Allez hop, un mini tour du monde via la littérature, on commence par là où il fait bon vivre :
J'avais adoré Les cerfs-volants de Kaboul lu il y a quelques années et c'est totalement par hasard que j'ai reçu celui-ci il y a quelques jours. Les critiques concernant l'auteur sont rarement élogieuses et c'est quand j'ai eu l'avis de celui qui m'a fait don du livre que j'ai compris ce qu'on lui reprochait : que le fond l'emportait sur la forme, que l'histoire ne pouvait faire oublier que l'écriture n'existait pas. Pas de bol pour moi (ou pas) mais j'aime tellement le contexte politico-culturel décrit dans ces livres que justement le style m'importe peu. Les descriptions d'un pays ravagé par la guerre et la dictature religieuse font oublier l'absence de tournures.
Donc ce petit roman socialo-dramatique sur quelques personnages afghans entre 1978 et 2002 reste pour moi diablement plus marquant que n'importe quel témoignage, d'autant que l'auteur est lui-même afghan en plus d'être un homme.
Là encore, on rappelle qu'il fait bon vivre dans les pays musulmans de manière générale et encore plus quand on tombe dans l'islamisme. Parfois un peu sentimental mais on le serait à moins face à des destins complètement étouffés par l'obscurantisme et la tyrannie.
Et pour jouer la fille de gauche je me dis que puisqu'aucun collégien ni lycée n'est plus foutu de lire un Balzac, qu'il lise donc celui-là, y a pas de descriptions, choses que les illetrés (oui je suis intolérante et je m'en fous) n'ont jamais pu supporter chez les naturalistes et qu'en plus ça leur mettra peut-être du plomb dans le crâne.
Dit comme ça, c'est le livre qui fait tout.
On remonte loin loin loin au nord :
La rencontre de deux individus que tout oppose et leur union improbable. Il y a deux tomes : le premier raconte leur histoire, le deuxième raconte la suite de leur histoire.

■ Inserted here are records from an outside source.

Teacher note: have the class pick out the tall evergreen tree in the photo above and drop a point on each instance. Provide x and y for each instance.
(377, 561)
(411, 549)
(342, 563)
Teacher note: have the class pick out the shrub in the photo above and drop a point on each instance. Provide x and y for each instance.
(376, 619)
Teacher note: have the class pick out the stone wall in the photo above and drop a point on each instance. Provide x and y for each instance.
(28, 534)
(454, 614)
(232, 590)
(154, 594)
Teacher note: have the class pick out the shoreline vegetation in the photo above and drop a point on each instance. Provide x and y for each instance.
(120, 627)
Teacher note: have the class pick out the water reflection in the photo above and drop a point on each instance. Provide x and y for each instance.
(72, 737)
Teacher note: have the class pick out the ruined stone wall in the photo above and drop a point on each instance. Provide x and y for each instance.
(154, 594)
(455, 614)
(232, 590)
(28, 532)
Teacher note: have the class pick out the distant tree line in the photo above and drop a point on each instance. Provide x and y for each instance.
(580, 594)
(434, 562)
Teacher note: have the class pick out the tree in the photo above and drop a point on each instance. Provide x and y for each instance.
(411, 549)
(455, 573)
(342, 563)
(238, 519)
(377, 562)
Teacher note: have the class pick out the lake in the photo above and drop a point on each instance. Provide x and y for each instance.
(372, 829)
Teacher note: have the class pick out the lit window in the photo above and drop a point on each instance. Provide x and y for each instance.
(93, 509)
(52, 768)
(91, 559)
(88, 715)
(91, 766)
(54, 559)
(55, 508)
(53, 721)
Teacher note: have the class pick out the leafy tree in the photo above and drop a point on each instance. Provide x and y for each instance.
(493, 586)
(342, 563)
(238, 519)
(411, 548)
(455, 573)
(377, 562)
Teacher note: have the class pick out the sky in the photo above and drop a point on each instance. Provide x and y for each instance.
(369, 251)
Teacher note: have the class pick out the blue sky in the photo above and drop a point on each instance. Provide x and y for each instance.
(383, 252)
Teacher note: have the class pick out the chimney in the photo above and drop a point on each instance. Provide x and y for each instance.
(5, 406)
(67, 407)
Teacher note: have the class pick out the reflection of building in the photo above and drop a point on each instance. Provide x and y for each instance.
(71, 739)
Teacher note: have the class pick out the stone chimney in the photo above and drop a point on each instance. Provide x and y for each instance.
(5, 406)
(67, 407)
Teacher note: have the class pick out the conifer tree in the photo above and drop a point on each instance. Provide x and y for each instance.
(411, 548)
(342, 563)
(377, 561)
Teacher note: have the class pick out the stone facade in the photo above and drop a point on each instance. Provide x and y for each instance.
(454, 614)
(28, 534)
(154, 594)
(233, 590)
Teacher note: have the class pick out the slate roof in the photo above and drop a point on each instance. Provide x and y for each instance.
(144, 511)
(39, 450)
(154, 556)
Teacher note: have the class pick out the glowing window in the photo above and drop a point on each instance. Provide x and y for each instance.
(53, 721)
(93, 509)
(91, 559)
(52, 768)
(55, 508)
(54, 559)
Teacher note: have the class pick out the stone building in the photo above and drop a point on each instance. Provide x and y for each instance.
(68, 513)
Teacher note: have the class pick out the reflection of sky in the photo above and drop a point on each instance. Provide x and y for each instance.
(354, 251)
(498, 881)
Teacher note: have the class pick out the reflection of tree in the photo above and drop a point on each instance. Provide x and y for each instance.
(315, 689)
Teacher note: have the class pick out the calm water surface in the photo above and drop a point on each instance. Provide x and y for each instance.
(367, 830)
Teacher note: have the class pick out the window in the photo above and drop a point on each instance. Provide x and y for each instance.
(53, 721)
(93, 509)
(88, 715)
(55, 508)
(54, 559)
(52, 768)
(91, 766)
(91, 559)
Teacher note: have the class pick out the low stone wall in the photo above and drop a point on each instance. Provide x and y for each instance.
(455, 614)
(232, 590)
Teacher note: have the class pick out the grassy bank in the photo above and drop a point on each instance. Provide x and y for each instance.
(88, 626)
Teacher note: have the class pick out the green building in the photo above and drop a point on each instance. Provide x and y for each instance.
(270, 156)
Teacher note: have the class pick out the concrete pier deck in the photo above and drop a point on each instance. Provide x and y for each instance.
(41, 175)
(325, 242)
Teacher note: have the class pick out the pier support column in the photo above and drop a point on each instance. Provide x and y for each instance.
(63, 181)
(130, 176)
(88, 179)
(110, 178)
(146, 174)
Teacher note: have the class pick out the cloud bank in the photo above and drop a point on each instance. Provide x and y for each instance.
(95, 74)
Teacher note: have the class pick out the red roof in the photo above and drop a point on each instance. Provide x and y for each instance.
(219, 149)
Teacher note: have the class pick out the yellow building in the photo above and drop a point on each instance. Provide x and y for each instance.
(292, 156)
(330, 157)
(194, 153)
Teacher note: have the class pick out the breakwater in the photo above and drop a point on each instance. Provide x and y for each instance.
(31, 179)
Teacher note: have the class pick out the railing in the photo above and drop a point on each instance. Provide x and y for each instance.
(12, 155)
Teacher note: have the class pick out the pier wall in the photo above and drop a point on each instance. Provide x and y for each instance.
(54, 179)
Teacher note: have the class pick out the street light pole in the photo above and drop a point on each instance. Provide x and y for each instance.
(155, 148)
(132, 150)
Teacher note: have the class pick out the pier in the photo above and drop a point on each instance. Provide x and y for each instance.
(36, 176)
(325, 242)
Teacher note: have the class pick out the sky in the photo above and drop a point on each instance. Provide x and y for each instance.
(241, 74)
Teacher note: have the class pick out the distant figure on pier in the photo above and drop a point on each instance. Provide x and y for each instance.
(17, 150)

Tellement évident. Faut au moins ça pour un roman plutôt mignon, hyper hyper facile à lire sur un homme et une femme, l'un agriculteur l'autre citadine, l'un manuel l'autre intellectuelle, l'autre fidèle aux valeurs traditionnelles familiales l'autre adepte du progres. En filigrane, quelques descriptions de la Suède et de ses saisons, de la nature, du climat parfois ingrat, quelques lignes de paysages nordiques. Rafraichissant.

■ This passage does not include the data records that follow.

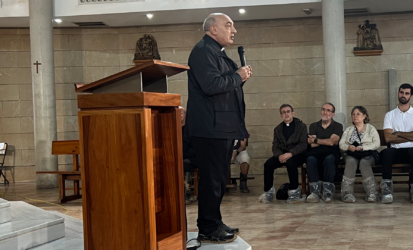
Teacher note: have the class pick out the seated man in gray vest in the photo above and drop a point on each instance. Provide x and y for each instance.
(288, 148)
(324, 155)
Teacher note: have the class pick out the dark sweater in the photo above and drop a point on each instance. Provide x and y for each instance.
(296, 144)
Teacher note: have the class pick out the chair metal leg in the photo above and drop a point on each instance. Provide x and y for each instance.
(6, 182)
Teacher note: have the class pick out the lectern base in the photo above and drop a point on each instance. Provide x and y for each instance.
(238, 244)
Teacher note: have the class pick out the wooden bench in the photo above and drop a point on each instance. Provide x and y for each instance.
(67, 148)
(398, 169)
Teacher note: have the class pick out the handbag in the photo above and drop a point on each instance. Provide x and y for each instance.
(363, 154)
(282, 192)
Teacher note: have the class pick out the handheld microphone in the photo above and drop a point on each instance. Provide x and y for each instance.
(242, 55)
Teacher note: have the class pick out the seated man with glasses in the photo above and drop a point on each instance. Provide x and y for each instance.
(288, 148)
(324, 155)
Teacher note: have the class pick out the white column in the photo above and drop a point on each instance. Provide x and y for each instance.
(44, 94)
(334, 57)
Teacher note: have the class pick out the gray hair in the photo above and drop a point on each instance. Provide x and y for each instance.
(210, 21)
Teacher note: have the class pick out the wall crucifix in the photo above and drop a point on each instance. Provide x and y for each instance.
(37, 66)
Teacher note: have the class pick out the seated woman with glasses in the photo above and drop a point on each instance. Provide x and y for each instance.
(360, 142)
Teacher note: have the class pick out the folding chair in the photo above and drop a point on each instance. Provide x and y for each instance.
(3, 152)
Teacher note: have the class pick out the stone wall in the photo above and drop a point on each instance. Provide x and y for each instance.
(286, 56)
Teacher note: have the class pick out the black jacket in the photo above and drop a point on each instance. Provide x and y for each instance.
(296, 144)
(216, 107)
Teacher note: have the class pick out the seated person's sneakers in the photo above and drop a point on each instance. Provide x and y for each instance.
(231, 230)
(219, 236)
(294, 196)
(267, 197)
(328, 192)
(386, 186)
(315, 190)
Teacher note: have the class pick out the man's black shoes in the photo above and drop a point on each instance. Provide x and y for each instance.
(230, 230)
(219, 236)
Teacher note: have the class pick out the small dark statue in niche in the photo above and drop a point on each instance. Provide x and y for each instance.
(368, 40)
(147, 48)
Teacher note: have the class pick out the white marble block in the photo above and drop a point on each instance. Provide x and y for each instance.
(5, 213)
(29, 227)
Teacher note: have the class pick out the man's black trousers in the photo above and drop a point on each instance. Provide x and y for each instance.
(213, 157)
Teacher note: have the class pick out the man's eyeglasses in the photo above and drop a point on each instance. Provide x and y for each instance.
(285, 112)
(326, 110)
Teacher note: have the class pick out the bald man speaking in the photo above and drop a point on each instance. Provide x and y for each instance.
(215, 118)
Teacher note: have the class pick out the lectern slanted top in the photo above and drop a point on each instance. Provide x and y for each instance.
(132, 170)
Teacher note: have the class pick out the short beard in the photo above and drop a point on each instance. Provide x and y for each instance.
(404, 102)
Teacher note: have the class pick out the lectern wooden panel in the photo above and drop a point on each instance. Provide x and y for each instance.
(132, 169)
(132, 178)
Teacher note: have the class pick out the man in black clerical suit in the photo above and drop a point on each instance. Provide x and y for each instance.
(215, 117)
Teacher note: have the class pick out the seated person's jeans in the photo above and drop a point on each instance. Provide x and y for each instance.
(321, 165)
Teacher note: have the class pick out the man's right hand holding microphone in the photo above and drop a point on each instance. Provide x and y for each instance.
(245, 72)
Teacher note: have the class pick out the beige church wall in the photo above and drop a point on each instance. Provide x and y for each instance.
(286, 56)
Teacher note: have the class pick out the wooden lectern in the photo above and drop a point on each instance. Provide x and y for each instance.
(131, 153)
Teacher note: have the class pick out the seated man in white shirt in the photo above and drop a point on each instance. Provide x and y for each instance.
(398, 130)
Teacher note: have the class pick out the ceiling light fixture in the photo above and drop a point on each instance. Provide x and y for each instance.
(308, 11)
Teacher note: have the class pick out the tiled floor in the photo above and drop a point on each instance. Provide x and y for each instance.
(280, 225)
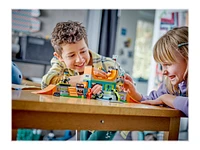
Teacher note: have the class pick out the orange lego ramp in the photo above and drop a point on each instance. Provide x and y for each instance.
(49, 90)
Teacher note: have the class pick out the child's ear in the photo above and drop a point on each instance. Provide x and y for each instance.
(58, 56)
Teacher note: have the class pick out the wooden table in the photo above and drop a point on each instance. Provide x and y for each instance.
(60, 113)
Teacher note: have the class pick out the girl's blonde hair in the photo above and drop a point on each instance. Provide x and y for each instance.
(174, 41)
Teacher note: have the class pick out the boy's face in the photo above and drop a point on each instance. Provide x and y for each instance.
(75, 56)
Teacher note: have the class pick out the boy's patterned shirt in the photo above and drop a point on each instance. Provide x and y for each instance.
(57, 67)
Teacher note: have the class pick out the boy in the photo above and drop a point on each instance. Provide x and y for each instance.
(70, 43)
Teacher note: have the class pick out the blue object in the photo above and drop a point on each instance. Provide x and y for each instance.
(16, 74)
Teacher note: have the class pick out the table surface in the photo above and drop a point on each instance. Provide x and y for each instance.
(26, 100)
(41, 111)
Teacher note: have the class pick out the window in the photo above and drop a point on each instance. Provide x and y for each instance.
(143, 50)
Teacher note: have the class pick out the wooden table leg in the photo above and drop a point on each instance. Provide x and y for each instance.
(14, 134)
(173, 132)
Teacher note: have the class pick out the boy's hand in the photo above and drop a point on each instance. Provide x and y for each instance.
(99, 73)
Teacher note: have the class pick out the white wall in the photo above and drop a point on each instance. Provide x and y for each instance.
(128, 20)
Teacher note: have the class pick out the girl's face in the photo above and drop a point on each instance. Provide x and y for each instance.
(175, 71)
(75, 56)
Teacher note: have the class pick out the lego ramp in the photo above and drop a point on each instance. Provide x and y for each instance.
(111, 77)
(49, 90)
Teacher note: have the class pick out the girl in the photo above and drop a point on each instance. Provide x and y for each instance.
(171, 51)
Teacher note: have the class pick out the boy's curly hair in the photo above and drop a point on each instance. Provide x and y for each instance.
(67, 33)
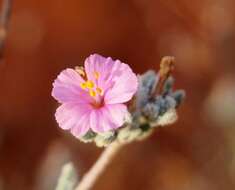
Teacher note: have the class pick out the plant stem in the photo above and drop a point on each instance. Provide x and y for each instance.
(92, 175)
(4, 21)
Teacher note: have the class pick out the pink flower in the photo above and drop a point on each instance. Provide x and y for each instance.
(92, 98)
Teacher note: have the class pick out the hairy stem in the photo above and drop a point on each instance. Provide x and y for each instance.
(92, 175)
(4, 20)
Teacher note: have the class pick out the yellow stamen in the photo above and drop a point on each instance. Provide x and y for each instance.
(89, 84)
(80, 71)
(99, 91)
(92, 93)
(97, 75)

Du très bon dans le métro ; léger, drôle et parfois un peu triste. Et pis c'est suédois, merde.
Retour en arrière mais plutôt dans le temps :
Pour beaucoup : un cauchemar remontant au collège. Pour d'autres : une description grandiose du Paris au XIXeme siècle. L'épopée incroyable, grandiloquente, majestueuse d'un Saccard (le 10eme des Rougon-Macquart), arriviste, carnassier, prêt à tout pour s'élever dans la société, sa montée dans l'échelle sociale, les tourments de Renée, jeune fille en proie au vice dont les désirs luxueux la feront basculer dans la folie. Sur un fond de spéculation, de pots de vin, de magouille qui font largement penser à des manipulations politico-politiques contemporaines. Le temps ne nous a rien appris, tout est dedans, absolument tout : l'enrichissement des élites au détriment des plus faibles, la capacité des uns et des autres à comploter et à profiter afin de toujours plus posséder, les duperies, les manigances, la fourberie.
Zola, maintenant, serait interdit d'antenne, c'est pas possible autrement.
Et retour au XXIeme en Angletere avec Le club des épluchures de patates que je viens de commencer. Mais je n'en pense encore rien.